Is this an indictment of CIOs, or an indictment of business-side executives who are blind to the potential of IT to move businesses forward into an increasingly, hyper-competitive global market? The survey shows little doubt that IT will drive the business forward with new innovations and ways to connect with customers.
And, tellingly, companies that recognize the value of their IT resources do better In their markets, the survey finds. For example, of the 37% of respondents who said their CIO was actively involved in setting business strategy, 47% -- versus 28% of those with silent CIOs.
As for the increasing perception that IT is a commodity, this has been building for more than a decade now. IT resources have become increasingly cheap and yet more powerful. Now, the cloud offer alternatives outside the enterprise walls.
Still, having all the state-of-the-art computing resources in the world do not alone make a well-run company -- any more than having great video and editing technology will turn its user into the next Steven Spielberg, or merely owning a Stradivarius violin will make someone a great musician.
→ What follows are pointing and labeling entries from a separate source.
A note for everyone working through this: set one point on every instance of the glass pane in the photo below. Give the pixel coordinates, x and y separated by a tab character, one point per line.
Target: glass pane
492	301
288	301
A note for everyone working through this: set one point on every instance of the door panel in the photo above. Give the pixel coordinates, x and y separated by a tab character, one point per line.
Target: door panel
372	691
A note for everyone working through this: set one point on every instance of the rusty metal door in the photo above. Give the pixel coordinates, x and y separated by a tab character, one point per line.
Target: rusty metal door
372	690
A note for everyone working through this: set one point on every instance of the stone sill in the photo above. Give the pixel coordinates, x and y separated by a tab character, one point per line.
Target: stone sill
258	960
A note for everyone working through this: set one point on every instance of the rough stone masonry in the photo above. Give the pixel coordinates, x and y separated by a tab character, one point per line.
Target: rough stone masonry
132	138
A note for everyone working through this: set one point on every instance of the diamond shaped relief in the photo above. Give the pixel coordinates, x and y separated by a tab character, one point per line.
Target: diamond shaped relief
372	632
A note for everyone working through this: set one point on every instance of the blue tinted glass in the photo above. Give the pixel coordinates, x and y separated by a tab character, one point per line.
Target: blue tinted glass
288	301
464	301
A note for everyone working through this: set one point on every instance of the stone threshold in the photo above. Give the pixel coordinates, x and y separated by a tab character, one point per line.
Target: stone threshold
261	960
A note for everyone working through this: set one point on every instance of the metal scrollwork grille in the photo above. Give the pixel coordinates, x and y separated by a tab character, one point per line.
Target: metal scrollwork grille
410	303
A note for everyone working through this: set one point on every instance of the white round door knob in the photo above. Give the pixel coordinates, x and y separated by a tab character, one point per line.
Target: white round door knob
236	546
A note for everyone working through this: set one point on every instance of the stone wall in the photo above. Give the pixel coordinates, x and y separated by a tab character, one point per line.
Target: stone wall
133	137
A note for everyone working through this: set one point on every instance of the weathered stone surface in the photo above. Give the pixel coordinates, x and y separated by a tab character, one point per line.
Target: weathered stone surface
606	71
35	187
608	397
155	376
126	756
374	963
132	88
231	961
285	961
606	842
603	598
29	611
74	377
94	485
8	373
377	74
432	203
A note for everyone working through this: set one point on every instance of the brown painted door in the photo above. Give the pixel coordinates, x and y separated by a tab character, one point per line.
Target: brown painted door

It takes a special mix of vision, along with an ability to get people passionate and committed, and lots and lots of hard work to make a company rise above the competition.
To take the musician analogy a step further, think of the CIO as an orchestra conductor, pulling in the right technology solutions and IT pros just at the right times to make things hum.
The report also provides some advice to both CIOs and business leaders, including the need to push IT services budgeting down to the business unit level so "the people who pay for an IT service are those who benefit from it," and to think more widely about the role of IT in the business.